For medium to long-term trend followers, this pullback may disrupt the established bullish trend. The attached weekly chart indicates that while the overall uptrend remains intact, the recent decline suggests potential consolidation or a correction phase. Trend followers should exercise caution, closely monitoring market developments and economic indicators that could impact silver prices. Maintaining disciplined risk management strategies is essential to navigate potential volatility and capitalize on long-term opportunities in the silver market.
Conclusion
This week’s review reflects a vibrant and optimistic start to November, driven largely by the positive impact of the recent U.S. presidential election on market sentiment. The election has acted as a catalyst for renewed confidence, especially in U.S. equity indices, with small-cap stocks and the tech-heavy Nasdaq 100 showing remarkable gains. Trend followers have seen favourable conditions in these sectors, aligning with the broader bullish sentiment.
At the same time, the reduction in the Volatility Index (VIX) has signalled a less anxious market, as the perceived risks surrounding policy changes and regulatory adjustments have been tempered by the new administration's pro-business stance. Investors are cautiously optimistic, with bond markets responding with modest gains, while precious metals like silver have faced downward pressure due to profit-taking and a stronger dollar. In the agricultural sector, coffee and soybean oil have shown significant upward movements, driven by supply concerns and increased demand, while oats and lean hogs have exhibited declines due to seasonal dynamics and supply factors.
For trend followers, this period emphasizes the importance of adaptive strategies and disciplined risk management.
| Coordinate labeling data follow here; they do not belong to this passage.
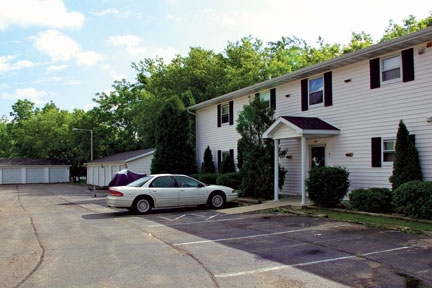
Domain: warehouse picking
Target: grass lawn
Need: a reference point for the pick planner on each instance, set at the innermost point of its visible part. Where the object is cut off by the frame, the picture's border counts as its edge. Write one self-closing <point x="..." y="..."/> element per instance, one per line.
<point x="410" y="226"/>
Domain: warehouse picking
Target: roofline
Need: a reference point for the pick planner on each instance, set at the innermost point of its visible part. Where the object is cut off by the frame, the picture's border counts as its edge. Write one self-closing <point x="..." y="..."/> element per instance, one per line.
<point x="140" y="156"/>
<point x="343" y="60"/>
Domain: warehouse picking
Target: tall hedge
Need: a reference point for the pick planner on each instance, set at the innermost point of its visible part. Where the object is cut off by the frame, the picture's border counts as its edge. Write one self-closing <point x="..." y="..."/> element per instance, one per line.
<point x="406" y="166"/>
<point x="327" y="186"/>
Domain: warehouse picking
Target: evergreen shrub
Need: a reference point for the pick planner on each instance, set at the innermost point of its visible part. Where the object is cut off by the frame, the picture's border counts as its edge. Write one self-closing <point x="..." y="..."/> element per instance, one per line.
<point x="327" y="186"/>
<point x="232" y="180"/>
<point x="207" y="178"/>
<point x="414" y="199"/>
<point x="375" y="200"/>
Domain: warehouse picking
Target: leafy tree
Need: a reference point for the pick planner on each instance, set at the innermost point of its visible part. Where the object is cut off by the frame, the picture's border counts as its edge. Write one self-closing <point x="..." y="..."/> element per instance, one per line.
<point x="406" y="166"/>
<point x="208" y="165"/>
<point x="410" y="25"/>
<point x="227" y="164"/>
<point x="256" y="158"/>
<point x="358" y="41"/>
<point x="174" y="150"/>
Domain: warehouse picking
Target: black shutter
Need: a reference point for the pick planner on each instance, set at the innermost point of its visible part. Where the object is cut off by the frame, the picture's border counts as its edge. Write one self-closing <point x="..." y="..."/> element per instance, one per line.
<point x="219" y="115"/>
<point x="374" y="73"/>
<point x="328" y="89"/>
<point x="376" y="151"/>
<point x="408" y="65"/>
<point x="412" y="138"/>
<point x="304" y="94"/>
<point x="231" y="108"/>
<point x="273" y="99"/>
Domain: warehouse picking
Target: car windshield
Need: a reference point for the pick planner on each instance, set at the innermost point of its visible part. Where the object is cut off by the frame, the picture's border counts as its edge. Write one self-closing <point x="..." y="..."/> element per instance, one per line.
<point x="139" y="182"/>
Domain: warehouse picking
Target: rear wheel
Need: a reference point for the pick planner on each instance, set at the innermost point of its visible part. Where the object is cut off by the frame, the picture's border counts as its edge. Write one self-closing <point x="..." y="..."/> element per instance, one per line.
<point x="217" y="200"/>
<point x="142" y="205"/>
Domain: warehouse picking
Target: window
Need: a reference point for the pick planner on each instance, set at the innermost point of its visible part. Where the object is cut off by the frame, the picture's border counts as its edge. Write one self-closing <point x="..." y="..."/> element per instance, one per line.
<point x="225" y="113"/>
<point x="265" y="97"/>
<point x="316" y="91"/>
<point x="389" y="150"/>
<point x="391" y="68"/>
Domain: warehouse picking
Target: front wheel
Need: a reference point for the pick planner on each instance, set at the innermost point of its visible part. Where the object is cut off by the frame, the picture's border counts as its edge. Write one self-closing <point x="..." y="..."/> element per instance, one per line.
<point x="142" y="206"/>
<point x="217" y="201"/>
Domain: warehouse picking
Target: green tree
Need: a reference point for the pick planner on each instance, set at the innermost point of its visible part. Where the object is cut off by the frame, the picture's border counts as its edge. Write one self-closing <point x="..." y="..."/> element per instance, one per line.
<point x="174" y="150"/>
<point x="208" y="165"/>
<point x="358" y="41"/>
<point x="406" y="166"/>
<point x="255" y="154"/>
<point x="410" y="25"/>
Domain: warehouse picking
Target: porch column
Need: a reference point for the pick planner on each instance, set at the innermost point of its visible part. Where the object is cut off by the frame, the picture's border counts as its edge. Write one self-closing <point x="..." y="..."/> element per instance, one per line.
<point x="276" y="169"/>
<point x="303" y="164"/>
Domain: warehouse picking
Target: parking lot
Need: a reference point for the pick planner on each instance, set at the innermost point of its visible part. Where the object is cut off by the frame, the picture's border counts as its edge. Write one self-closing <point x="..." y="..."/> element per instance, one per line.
<point x="74" y="233"/>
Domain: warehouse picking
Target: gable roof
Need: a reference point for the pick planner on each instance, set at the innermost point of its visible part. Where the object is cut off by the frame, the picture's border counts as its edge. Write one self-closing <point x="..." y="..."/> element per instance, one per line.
<point x="346" y="59"/>
<point x="33" y="162"/>
<point x="125" y="157"/>
<point x="291" y="127"/>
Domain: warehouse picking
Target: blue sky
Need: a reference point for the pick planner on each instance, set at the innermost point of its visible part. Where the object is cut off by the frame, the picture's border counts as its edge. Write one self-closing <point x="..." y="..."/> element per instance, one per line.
<point x="66" y="51"/>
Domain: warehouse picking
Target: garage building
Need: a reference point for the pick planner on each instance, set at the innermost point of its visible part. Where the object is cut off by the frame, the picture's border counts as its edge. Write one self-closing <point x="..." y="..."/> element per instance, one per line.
<point x="33" y="170"/>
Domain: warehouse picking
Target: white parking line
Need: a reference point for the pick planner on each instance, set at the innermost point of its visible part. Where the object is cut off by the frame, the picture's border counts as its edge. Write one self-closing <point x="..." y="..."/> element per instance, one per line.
<point x="236" y="238"/>
<point x="193" y="223"/>
<point x="280" y="267"/>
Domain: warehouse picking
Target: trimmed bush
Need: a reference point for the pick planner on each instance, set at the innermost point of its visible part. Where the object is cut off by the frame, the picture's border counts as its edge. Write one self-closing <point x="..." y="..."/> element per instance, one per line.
<point x="327" y="186"/>
<point x="414" y="199"/>
<point x="208" y="178"/>
<point x="232" y="180"/>
<point x="375" y="200"/>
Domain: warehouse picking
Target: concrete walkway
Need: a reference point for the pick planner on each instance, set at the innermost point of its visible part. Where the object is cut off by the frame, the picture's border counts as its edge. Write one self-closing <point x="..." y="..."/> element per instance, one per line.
<point x="293" y="202"/>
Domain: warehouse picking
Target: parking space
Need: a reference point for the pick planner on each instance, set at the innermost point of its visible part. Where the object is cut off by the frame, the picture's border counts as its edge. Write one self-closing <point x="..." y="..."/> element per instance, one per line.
<point x="265" y="244"/>
<point x="198" y="245"/>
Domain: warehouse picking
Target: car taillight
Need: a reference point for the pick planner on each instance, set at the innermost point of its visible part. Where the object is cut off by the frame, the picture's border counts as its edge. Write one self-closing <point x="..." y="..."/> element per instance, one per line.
<point x="115" y="193"/>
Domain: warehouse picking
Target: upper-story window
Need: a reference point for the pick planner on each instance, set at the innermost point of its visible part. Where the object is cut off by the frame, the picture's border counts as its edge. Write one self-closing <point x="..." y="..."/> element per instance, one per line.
<point x="265" y="97"/>
<point x="389" y="150"/>
<point x="225" y="113"/>
<point x="268" y="97"/>
<point x="316" y="91"/>
<point x="391" y="68"/>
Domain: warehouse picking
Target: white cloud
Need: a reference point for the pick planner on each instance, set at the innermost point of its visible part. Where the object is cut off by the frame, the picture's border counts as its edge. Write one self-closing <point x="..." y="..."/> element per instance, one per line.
<point x="62" y="48"/>
<point x="48" y="13"/>
<point x="106" y="12"/>
<point x="57" y="67"/>
<point x="7" y="64"/>
<point x="31" y="94"/>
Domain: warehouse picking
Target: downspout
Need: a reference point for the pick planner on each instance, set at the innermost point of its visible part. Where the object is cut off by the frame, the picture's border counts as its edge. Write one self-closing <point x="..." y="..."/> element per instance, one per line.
<point x="303" y="168"/>
<point x="276" y="170"/>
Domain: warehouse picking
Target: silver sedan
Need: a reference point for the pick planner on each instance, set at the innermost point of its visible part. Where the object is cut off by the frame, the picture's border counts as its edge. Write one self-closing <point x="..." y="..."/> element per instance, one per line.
<point x="168" y="190"/>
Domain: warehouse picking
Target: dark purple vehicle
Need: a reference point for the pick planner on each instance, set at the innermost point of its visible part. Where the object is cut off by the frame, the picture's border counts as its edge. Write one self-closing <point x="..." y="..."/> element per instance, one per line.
<point x="124" y="177"/>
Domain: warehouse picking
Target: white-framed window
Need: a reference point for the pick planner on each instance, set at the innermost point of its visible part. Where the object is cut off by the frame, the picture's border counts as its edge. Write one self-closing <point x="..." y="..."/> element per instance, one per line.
<point x="316" y="91"/>
<point x="388" y="150"/>
<point x="391" y="69"/>
<point x="225" y="113"/>
<point x="265" y="97"/>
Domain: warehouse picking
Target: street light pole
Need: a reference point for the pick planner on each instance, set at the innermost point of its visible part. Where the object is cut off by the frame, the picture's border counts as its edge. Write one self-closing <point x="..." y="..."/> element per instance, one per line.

While certain markets present clear bullish opportunities, others remain volatile or congested, requiring a prudent approach. The U.S. election has undeniably reinvigorated market momentum, yet the outlook remains complex, with varying conditions across asset classes. As November unfolds, trend followers must remain vigilant, ready to navigate both the opportunities and challenges that come with evolving economic policies and market adjustments. The path forward may be filled with optimism, but resilience and careful positioning will be essential to capitalizing on these dynamic trends.